Alexander von Humboldt und die Erfindung der Natur by Wulf Andrea

Alexander von Humboldt und die Erfindung der Natur by Wulf Andrea

Autor:Wulf, Andrea [Wulf, Andrea]
Die sprache: deu
Format: epub
Herausgeber: C. Bertelsmann
veröffentlicht: 2016-09-16T05:37:55+00:00


Die Universität in Berlin, die Wilhelm von Humboldt 1810 gegründet hatte und in der Alexander Vorlesungen besuchte.

Wellcome Library, London

Vielen Menschen blieb Humboldt ein Rätsel. Einerseits konnte er arrogant sein, andererseits räumte er bescheiden ein, dass er noch weit mehr lernen müsse. Die Studenten der Universität Berlin staunten nicht schlecht, als sie den alten Mann in den Hörsaal schlurfen sahen, seinen Ordner unter dem Arm – nicht um eine Vorlesung zu halten, sondern um sich die eines jungen Professors anzuhören.30 Humboldt besuchte zum Beispiel Vorlesungen über griechische Literatur, weil er aufholen wollte, was bei seiner Erziehung versäumt worden war, wie er sagte. Während er Kosmos schrieb, informierte er sich über die neuesten wissenschaftlichen Entwicklungen, indem er den Experimenten eines Chemieprofessors zusah und die Vorträge des Geologen Carl Ritter besuchte. Stets setzte er sich in die vierte oder fünfte Reihe des Hörsaals ans Fenster und machte sich in aller Ruhe Notizen wie die jungen Studenten neben ihm. Egal, wie schlecht das Wetter war, der alte Mann versäumte keine Lehrveranstaltung. Nur wenn der König Humboldts Anwesenheit verlangte, fehlte er, und die Studenten scherzten: »Alexander schwänzt heute das Kolleg, weil er beim König zum Tee ist.«31

Seine Einstellung zu Berlin aber hat Humboldt nie geändert; er blieb dabei, dass es »eine kleine, unlitterarische und dazu überhämische Stadt« sei32. Ein großer Trost in seinem Leben war Wilhelm. In den letzten Jahren war das Verhältnis zwischen den Brüdern so eng geworden, dass sie so viel Zeit wie möglich miteinander verbrachten. Nach Carolines Tod im Frühjahr 1829 verließ Wilhelm Tegel nicht mehr, aber Alexander besuchte ihn, so oft er konnte. Wilhelm war nur zwei Jahre vor seinem Bruder geboren, alterte aber rasch. Er wirkte älter als siebenundsechzig und wurde schnell schwächer.33 Auf einem Auge war er blind, seine Hände zitterten so stark, dass er nicht mehr schreiben konnte, und sein entsetzlich dünner Körper war tief gebeugt. Ende März 1835 bekam Wilhelm Fieber, nachdem er Carolines Grab im Tegeler Park besucht hatte. Die nächsten Tage verbrachte Alexander am Bett seines Bruders. Sie sprachen über den Tod und über Wilhelms Wunsch, neben Caroline begraben zu werden. Am 3. April las Alexander dem Bruder noch ein Gedicht von Friedrich Schiller vor. Als Wilhelm am 8. April starb, war Alexander an seiner Seite.

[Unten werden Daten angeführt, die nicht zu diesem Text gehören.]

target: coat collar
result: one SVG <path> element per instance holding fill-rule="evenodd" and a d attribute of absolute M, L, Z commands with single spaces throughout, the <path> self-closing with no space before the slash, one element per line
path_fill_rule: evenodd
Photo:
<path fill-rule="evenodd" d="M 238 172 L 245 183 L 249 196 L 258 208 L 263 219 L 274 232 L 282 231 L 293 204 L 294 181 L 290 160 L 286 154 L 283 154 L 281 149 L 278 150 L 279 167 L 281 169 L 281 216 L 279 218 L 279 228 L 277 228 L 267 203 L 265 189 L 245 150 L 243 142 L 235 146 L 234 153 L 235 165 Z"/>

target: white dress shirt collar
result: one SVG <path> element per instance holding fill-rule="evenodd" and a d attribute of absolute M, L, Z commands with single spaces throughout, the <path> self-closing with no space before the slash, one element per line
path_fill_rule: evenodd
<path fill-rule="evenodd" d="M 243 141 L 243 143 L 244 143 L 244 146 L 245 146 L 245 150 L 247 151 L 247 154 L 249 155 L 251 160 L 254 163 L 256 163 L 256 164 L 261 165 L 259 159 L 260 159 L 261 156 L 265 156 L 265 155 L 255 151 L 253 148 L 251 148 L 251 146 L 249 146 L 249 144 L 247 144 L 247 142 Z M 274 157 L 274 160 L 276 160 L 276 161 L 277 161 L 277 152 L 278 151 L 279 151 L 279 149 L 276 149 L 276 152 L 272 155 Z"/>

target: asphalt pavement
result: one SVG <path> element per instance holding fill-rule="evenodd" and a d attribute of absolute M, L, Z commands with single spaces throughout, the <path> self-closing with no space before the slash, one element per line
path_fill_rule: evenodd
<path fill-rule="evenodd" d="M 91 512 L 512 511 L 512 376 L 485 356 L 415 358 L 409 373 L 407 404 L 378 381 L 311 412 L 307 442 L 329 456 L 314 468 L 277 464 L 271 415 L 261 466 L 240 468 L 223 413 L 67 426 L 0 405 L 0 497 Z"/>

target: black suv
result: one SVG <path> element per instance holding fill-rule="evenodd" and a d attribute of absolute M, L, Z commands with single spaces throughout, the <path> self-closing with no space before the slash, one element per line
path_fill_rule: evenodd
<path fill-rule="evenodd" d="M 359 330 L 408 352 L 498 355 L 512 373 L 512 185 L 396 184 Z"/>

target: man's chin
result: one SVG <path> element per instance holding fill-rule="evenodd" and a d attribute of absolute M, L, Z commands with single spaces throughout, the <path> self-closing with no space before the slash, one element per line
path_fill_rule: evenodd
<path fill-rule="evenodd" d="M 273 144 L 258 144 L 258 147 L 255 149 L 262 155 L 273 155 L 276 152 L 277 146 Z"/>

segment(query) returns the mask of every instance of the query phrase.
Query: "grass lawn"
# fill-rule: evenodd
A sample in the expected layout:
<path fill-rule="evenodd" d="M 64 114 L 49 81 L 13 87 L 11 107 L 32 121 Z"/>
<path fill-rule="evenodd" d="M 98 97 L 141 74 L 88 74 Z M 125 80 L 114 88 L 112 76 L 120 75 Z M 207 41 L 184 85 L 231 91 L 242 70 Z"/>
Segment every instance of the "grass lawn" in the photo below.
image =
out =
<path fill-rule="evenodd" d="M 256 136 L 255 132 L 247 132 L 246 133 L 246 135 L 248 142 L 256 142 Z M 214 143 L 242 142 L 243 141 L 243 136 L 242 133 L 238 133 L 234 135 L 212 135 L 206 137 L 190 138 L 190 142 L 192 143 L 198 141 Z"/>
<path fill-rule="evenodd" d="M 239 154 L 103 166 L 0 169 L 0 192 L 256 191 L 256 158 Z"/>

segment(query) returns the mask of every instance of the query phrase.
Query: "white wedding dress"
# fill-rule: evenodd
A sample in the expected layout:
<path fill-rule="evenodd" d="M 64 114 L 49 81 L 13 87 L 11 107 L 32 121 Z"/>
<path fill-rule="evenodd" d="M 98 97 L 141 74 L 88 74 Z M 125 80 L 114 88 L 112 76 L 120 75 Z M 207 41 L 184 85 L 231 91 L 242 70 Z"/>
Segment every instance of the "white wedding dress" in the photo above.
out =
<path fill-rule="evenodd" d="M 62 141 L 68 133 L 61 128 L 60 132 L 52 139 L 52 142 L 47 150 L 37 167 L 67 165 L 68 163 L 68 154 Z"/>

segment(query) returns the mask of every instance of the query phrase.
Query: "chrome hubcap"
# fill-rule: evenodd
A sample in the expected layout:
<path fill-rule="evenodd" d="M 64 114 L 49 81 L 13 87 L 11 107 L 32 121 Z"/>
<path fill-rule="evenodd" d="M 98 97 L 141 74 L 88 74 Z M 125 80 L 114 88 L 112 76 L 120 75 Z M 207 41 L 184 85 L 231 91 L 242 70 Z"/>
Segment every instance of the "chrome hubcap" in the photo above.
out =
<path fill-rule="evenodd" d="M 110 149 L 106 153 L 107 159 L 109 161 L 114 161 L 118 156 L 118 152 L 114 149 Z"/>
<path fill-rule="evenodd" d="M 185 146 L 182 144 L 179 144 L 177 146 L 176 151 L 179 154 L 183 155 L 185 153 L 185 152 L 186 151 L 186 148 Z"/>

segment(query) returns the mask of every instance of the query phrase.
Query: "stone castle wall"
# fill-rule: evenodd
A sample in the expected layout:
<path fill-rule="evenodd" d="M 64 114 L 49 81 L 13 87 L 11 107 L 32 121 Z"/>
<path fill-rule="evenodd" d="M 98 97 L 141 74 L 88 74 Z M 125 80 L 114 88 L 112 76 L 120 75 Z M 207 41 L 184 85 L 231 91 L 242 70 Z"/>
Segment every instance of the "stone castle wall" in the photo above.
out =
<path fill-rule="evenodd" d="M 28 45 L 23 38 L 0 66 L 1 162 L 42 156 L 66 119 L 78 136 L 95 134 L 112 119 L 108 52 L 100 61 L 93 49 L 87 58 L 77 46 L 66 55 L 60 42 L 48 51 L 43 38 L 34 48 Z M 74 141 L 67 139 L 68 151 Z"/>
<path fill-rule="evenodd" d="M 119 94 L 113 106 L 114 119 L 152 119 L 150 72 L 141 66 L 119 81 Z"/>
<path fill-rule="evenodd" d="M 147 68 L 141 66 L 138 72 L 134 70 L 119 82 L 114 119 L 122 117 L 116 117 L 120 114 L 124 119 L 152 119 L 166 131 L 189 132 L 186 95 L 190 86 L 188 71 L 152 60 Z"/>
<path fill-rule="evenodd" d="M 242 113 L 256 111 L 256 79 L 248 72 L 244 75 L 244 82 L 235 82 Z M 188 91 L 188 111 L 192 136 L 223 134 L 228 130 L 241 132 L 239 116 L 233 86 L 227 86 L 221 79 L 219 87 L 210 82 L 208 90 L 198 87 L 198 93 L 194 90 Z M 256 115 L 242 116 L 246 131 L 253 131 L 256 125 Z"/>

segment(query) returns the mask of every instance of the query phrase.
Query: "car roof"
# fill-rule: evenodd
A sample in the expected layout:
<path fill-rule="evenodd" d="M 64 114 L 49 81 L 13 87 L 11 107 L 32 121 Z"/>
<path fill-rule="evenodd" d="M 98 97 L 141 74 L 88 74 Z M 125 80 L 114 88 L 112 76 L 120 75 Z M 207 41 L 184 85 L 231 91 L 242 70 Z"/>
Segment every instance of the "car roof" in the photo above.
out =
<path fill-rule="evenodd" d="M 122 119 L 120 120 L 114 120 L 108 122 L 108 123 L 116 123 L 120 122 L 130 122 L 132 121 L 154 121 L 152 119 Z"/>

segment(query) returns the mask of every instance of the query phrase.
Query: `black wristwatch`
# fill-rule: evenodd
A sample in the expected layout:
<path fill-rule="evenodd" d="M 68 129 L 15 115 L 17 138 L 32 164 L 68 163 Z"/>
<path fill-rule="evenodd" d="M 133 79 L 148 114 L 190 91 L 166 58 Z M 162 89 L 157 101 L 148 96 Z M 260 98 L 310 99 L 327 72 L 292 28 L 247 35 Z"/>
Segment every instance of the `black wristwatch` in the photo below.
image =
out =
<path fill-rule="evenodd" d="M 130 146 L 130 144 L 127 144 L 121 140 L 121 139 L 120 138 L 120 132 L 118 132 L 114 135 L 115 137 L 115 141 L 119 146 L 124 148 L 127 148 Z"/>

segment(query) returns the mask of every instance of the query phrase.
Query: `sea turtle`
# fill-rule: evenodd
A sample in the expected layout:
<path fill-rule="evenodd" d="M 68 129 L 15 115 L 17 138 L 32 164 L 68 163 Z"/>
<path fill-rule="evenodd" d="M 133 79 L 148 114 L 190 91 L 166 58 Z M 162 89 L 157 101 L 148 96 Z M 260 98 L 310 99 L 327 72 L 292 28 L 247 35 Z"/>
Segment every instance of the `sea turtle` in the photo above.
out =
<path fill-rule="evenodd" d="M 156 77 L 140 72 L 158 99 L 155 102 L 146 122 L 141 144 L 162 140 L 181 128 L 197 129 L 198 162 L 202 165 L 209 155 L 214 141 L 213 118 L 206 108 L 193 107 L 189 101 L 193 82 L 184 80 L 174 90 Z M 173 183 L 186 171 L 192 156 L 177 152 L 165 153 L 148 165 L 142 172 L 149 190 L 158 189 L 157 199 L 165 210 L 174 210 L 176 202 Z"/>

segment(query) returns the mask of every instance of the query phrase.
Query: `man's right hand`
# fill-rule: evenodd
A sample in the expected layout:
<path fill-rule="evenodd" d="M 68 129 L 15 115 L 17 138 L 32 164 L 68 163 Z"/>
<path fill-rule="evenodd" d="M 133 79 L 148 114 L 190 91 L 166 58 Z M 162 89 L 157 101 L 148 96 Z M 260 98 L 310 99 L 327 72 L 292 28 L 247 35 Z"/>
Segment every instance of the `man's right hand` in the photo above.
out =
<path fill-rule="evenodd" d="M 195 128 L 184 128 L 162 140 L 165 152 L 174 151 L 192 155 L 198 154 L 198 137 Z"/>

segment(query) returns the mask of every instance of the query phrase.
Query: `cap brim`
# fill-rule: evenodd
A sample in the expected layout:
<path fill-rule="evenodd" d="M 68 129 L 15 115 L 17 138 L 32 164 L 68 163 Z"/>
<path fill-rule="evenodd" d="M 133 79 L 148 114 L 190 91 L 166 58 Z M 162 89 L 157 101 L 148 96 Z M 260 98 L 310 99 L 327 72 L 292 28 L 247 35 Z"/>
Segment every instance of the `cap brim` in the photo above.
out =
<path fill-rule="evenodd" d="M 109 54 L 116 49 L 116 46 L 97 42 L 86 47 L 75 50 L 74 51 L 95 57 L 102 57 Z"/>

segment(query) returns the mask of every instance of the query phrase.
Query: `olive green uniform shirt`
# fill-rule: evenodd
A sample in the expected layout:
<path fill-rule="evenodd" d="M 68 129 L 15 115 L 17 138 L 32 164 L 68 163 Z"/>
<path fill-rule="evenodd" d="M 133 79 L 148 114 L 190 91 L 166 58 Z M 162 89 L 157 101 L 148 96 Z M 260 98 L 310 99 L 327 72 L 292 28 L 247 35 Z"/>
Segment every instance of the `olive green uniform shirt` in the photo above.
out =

Ohne seinen Bruder fühlte Humboldt sich allein und verlassen. »Ich glaubte nicht, daß meine alten Augen so viel Thränen hätten«34, schrieb er an einen langjährigen Freund. Mit Wilhelms Tod hatte er seine Familie und, wie er sagte, »die Hälfte meines Lebens«35 verloren. Eine Zeile in einem Brief an seinen französischen Verleger fasst seine Gefühle zusammen: »Beklagen Sie mich; ich bin der unglücklichste der Menschen.«36

Humboldt fühlte sich elend in Berlin. »Alles ist öde um mich her, so öde«37, schrieb er ein Jahr nach Wilhelms Tod. Glücklicherweise hatte er mit dem König ausgehandelt, dass er jedes Jahr für ein paar Monate nach Paris reisen durfte, um für Kosmos die neuesten Forschungsergebnisse zu recherchieren.38 Er bekannte, dass der Gedanke an Paris das Einzige sei, was ihn aufheiterte.

In Paris fiel er wieder mühelos in den Rhythmus von intensiver Arbeit und Abendunterhaltungen.